## Flag and remove duplicate events in the Grade A-D catalog

### Import libraries

In [4]:
# Imports
import pandas as pd
from datetime import datetime, timedelta
import numpy as np
import os
import glob
import sys
import random

# Import functions
sys.path.insert(0,'../functions/')
from moon2data import *

### Load catalog of Grade A through D moonquakes

In [5]:
mqdir = '../catalogs/quality_control/'
cat = pd.read_csv(mqdir + 'A17_moonquakes_catalog.csv')
cat.drop(list(cat.filter(regex='Unnamed|index')), axis=1, inplace=True)

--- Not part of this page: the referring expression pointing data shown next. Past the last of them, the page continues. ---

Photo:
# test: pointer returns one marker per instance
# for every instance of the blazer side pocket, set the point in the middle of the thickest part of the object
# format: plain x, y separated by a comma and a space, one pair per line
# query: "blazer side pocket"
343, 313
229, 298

### Flag detections with pick times within 30 seconds of each other

In [6]:
has_overlap = []
for r in np.arange(0,len(cat)):
    row = cat.iloc[r]
    evid = row.evid
    picktime = datetime.strptime(row.picktime, '%Y-%m-%d %H:%M:%S.%f')
    starttime = picktime - timedelta(seconds = 30)
    starttime_str = datetime.strftime(starttime, '%Y-%m-%d %H:%M:%S.%f')
    endtime = picktime + timedelta(seconds = 30)
    endtime_str = datetime.strftime(endtime, '%Y-%m-%d %H:%M:%S.%f')
    rows_overlap = cat.loc[(cat.picktime >= starttime_str) & (cat.picktime <= endtime_str)]
    rows_overlap = rows_overlap.loc[rows_overlap.evid != evid]
    if len(rows_overlap) > 0:
        has_overlap.append(1)
    else:
        has_overlap.append(0)

In [None]:
#cat['has_overlap'] = has_overlap
#cat.to_csv(mqdir + 'A17_moonquakes_catalog.csv',index=False)

In [33]:
cat_overlap = cat.loc[cat.has_overlap == 1]
len(np.unique(cat_overlap.evid.tolist()))

1178

### Assign group numbers

In [7]:
# Events with overlap
rows_overlap = cat.loc[cat.has_overlap == 1]
rows_overlap = rows_overlap.sort_values(by=['picktime']).reset_index()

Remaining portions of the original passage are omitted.